In a jump of 2.6% yesterday led its prices oilBrent and West Texas crude oil, its announcement Russia that it is cutting oil production by 500,000 barrels a day starting next month in response to Western sanctions. This is the realization of a threat that the Kremlin has repeatedly unleashed since G7 and EU countries began to consider the idea of setting a price ceiling for Russian oil.
“Russia believes that the ceiling setting mechanism Russian oil and oil products is interference in market relations and a continuation of the destructive energy policy that the West is deliberately pursuing,” Deputy Prime Minister Alexander Novak commented on the Kremlin’s decision. He even added that with this reduction, “relationships in the world market will be restored.” The volume of 500,000 barrels per day corresponds to 5% of Russian oil production since January figures.
The move is now causing new turmoil in the global market, which has so far been swallowed up by both the restriction and the ban on offshore imports of Russian oil. This is because China’s economic restart is expected to boost global demand for black gold, and a month after the International Energy Agency said global demand would rise by 1.9 million barrels per day in the near future, hitting a record level. 101.7 million barrels per day. Thus, yesterday Brent rose to $86 per barrel, while West Texas crude oil rose to almost $80 per barrel.
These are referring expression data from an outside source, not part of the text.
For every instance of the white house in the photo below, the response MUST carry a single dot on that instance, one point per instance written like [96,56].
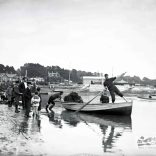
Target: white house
[93,80]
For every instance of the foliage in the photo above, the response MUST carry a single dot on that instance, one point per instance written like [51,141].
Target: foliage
[7,69]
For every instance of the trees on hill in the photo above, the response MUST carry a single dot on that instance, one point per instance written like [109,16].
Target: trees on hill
[7,69]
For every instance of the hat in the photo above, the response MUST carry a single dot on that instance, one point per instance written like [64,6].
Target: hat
[28,83]
[17,81]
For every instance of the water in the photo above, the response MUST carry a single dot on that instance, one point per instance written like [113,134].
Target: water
[63,133]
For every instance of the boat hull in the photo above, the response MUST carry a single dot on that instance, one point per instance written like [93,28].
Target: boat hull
[124,108]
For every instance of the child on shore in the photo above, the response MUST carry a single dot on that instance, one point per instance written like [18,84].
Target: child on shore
[35,104]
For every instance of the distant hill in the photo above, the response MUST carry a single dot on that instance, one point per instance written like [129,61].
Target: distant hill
[37,70]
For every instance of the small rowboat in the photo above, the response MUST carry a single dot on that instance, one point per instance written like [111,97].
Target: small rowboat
[122,108]
[99,119]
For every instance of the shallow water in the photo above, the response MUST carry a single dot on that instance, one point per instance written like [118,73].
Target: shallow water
[64,133]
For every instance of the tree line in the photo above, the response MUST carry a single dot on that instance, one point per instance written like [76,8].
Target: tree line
[38,70]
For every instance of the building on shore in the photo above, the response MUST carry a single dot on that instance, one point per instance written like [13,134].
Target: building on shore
[93,79]
[4,77]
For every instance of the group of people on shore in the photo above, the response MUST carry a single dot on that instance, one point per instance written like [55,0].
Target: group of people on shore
[26,93]
[30,97]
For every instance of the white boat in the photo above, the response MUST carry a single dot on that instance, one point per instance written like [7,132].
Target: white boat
[122,108]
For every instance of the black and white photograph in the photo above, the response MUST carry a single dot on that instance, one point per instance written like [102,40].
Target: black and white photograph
[77,77]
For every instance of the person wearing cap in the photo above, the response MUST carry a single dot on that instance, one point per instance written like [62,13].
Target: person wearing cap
[39,94]
[22,88]
[104,97]
[51,101]
[17,95]
[28,97]
[108,84]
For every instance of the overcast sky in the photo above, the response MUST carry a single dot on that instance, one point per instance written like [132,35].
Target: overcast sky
[108,36]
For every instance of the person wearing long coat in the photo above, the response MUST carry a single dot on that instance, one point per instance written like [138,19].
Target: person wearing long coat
[22,89]
[28,97]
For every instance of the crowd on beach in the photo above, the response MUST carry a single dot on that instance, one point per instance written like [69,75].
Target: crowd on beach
[23,93]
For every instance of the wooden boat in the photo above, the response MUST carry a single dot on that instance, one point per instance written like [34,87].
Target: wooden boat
[122,108]
[99,119]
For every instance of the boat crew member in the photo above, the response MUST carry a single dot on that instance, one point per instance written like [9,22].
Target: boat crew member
[104,97]
[51,100]
[108,83]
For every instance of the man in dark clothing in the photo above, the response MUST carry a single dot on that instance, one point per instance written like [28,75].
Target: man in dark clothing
[104,97]
[39,94]
[22,88]
[17,95]
[51,100]
[108,83]
[28,97]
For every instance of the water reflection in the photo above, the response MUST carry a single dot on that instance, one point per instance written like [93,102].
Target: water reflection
[112,127]
[55,118]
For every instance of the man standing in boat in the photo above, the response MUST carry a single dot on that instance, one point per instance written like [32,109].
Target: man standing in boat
[108,83]
[51,100]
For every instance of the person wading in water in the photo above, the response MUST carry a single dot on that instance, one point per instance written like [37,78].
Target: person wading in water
[108,83]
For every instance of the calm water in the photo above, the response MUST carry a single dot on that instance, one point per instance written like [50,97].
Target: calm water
[64,133]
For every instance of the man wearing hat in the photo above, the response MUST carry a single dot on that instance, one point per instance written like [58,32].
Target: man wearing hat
[51,100]
[17,95]
[28,97]
[22,88]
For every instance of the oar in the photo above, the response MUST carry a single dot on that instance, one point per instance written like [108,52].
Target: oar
[88,102]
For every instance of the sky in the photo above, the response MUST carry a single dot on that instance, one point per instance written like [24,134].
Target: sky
[106,36]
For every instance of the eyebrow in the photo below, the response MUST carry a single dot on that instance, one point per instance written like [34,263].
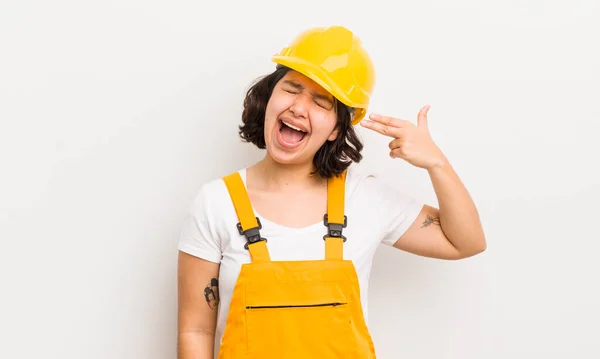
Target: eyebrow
[298,86]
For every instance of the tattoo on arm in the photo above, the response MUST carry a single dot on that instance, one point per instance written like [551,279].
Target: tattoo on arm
[211,293]
[430,220]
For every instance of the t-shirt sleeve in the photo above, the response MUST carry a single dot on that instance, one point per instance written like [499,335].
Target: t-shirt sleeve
[198,236]
[397,209]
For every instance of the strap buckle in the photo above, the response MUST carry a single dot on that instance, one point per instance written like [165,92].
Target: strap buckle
[252,234]
[334,229]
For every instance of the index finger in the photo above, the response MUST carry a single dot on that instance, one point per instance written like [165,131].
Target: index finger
[385,130]
[388,120]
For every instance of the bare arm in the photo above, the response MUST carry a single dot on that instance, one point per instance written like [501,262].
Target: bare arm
[198,298]
[452,232]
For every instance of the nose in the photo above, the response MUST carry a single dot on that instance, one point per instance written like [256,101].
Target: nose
[300,105]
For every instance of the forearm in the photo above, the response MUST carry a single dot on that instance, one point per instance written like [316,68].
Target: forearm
[195,345]
[458,214]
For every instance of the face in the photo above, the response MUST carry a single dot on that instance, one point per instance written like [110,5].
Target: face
[300,117]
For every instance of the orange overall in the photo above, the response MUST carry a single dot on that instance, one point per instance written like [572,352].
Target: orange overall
[295,309]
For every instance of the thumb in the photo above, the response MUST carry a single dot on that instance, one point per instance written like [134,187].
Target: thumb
[422,117]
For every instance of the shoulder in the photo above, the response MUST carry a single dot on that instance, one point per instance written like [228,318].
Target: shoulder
[212,198]
[363,182]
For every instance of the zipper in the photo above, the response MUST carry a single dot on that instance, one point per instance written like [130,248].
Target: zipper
[294,306]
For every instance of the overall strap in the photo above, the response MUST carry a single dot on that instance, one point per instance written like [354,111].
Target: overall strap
[248,225]
[335,219]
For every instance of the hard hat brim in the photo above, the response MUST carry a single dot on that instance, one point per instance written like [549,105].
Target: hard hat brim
[320,77]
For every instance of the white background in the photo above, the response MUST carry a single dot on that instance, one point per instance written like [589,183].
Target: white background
[113,113]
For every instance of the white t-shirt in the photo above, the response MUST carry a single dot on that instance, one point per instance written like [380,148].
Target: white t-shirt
[376,212]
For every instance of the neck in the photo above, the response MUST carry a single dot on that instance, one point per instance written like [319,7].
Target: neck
[271,175]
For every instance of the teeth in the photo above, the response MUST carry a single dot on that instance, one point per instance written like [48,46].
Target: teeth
[292,126]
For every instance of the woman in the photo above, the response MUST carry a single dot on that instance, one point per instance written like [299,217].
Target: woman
[275,258]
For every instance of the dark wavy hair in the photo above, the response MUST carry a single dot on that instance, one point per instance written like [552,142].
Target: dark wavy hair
[332,158]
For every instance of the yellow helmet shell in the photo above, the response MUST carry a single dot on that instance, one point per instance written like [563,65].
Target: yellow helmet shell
[334,58]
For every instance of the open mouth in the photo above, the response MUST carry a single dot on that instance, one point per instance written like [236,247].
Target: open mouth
[290,133]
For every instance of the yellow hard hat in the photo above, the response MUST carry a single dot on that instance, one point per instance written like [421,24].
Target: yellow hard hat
[334,58]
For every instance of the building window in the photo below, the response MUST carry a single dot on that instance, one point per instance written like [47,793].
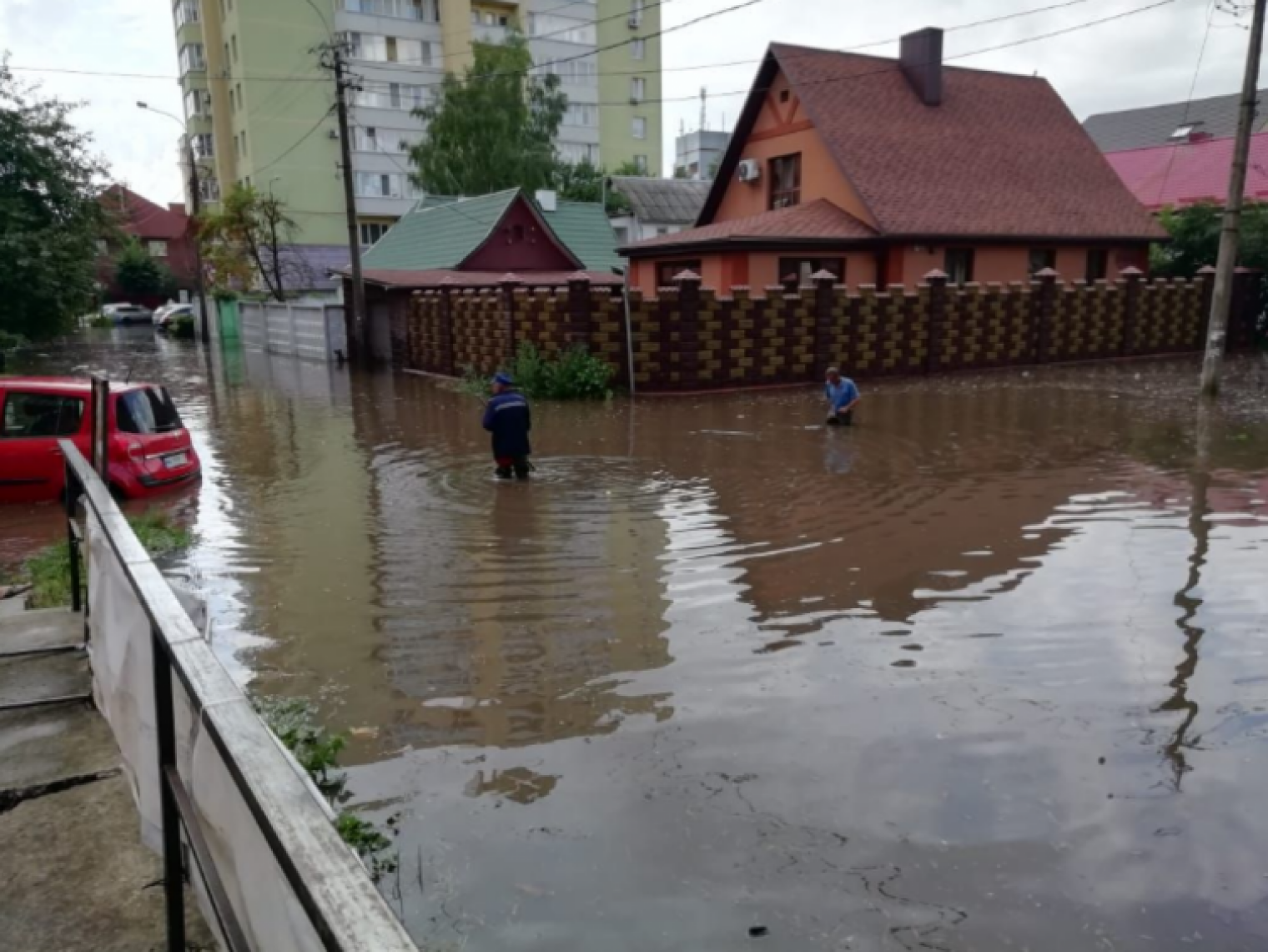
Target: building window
[803,269]
[1041,259]
[31,415]
[667,270]
[192,58]
[372,232]
[787,182]
[959,265]
[1099,265]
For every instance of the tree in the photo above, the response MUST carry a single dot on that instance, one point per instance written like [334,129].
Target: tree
[494,128]
[50,217]
[1196,239]
[583,182]
[249,241]
[138,275]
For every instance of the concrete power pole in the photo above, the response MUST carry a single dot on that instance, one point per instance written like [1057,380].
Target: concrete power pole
[1221,300]
[359,322]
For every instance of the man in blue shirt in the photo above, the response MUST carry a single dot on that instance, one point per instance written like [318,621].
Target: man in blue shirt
[509,419]
[843,398]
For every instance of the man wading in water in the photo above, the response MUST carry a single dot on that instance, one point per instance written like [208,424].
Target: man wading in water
[509,419]
[843,398]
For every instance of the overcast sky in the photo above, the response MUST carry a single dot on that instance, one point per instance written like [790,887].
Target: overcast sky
[1140,60]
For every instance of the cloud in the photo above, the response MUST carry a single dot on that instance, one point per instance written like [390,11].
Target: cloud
[1135,61]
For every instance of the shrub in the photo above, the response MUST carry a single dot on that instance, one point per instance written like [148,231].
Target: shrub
[183,327]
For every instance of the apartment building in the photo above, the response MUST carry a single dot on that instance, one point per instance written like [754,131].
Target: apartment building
[259,110]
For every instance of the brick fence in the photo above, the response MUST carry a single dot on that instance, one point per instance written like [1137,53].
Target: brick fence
[690,337]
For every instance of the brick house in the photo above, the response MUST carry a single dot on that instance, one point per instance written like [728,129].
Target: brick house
[164,231]
[880,171]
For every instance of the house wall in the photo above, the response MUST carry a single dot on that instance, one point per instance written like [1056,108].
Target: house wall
[531,251]
[692,339]
[782,128]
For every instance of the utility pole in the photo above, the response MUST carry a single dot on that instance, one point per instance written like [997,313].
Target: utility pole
[1221,300]
[354,237]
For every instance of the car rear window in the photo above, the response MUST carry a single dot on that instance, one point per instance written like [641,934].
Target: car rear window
[29,415]
[148,411]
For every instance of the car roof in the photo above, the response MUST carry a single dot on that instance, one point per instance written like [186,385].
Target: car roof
[63,385]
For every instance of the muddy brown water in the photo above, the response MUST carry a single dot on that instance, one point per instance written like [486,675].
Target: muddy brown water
[988,671]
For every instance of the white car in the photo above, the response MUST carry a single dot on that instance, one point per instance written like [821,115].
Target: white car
[127,314]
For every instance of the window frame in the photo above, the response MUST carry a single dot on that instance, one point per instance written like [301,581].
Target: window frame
[63,398]
[785,197]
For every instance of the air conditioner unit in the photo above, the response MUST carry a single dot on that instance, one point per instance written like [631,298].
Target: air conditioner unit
[750,170]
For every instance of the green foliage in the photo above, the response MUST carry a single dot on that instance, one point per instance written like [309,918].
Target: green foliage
[294,723]
[138,275]
[583,182]
[50,216]
[1196,239]
[183,327]
[494,128]
[245,241]
[48,571]
[575,375]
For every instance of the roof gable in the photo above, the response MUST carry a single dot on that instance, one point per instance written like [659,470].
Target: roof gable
[1001,158]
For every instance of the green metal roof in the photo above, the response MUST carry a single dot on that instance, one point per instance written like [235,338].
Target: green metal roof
[441,232]
[434,234]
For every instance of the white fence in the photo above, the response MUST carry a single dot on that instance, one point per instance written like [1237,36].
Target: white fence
[312,330]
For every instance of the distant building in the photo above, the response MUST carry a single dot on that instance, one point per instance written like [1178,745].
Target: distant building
[699,154]
[163,231]
[658,207]
[1170,123]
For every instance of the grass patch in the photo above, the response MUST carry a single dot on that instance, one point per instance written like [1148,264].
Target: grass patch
[48,572]
[294,722]
[576,374]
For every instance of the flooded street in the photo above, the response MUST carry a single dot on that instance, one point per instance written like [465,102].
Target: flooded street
[988,671]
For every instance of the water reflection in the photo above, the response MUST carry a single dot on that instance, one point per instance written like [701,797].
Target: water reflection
[914,685]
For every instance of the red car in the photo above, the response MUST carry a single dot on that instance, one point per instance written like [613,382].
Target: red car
[148,446]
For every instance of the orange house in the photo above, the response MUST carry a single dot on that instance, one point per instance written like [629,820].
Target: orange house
[882,170]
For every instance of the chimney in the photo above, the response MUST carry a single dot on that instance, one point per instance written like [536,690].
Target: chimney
[919,58]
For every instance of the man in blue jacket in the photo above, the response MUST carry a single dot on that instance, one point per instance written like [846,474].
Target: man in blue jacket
[843,398]
[509,419]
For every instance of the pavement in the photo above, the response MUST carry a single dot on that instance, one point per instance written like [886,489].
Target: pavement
[75,875]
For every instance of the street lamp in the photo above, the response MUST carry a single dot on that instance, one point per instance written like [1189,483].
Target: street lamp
[195,203]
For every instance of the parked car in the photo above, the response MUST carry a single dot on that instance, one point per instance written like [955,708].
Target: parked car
[128,314]
[168,314]
[148,448]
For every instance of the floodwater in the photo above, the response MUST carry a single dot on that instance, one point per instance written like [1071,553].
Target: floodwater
[988,671]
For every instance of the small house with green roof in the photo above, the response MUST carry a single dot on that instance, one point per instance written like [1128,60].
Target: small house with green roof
[462,244]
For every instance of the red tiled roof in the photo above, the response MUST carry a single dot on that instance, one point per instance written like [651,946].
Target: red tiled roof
[1002,156]
[1190,171]
[819,221]
[449,278]
[141,217]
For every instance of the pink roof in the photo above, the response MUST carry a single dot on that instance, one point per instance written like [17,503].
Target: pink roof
[1190,171]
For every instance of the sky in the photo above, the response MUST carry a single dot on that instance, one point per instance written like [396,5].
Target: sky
[1143,58]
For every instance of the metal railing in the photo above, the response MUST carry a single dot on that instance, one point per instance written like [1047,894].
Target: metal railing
[343,907]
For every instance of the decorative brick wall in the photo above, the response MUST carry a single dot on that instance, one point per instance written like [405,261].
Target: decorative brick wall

This was preceded by the decision taken in October by OPEC + to cut production by 2 million barrels per day. However, according to Reuters sources, the Kremlin made this decision without prior consultations with the international oil cartel, whose leading power is de facto Saudi Arabia. And, as Giovanni Staunovo, an analyst at UBS Group, points out, in the short term, no one can fill the gap left by the fall in oil production in Russia. It should be noted that many analysts are already predicting that oil prices will return to levels of at least $100 per barrel due to increased demand. So far, of course, countries such as Norway, which is poised to almost replace Russia as a supplier of oil and gas to Europe, have increased production.
Many analysts are already predicting that oil prices will return to at least $100 per barrel due to increased demand.
As for Urals crude, Russia’s main oil exports traded at $28 a barrel yesterday as Moscow was forced to turn to Asian markets and mainly to China and India, where it exports its hydrocarbons at deep discounts.
Oil prices jumped to $139 a barrel just after Russia’s invasion of Ukraine almost a year ago. But then they fell to around $80 a barrel, due in part to Western measures such as the $60 per barrel ceiling. However, as everyone shows, the price ceiling for Russian oil did not have the effectiveness that the Western countries were counting on when they adopted it jointly.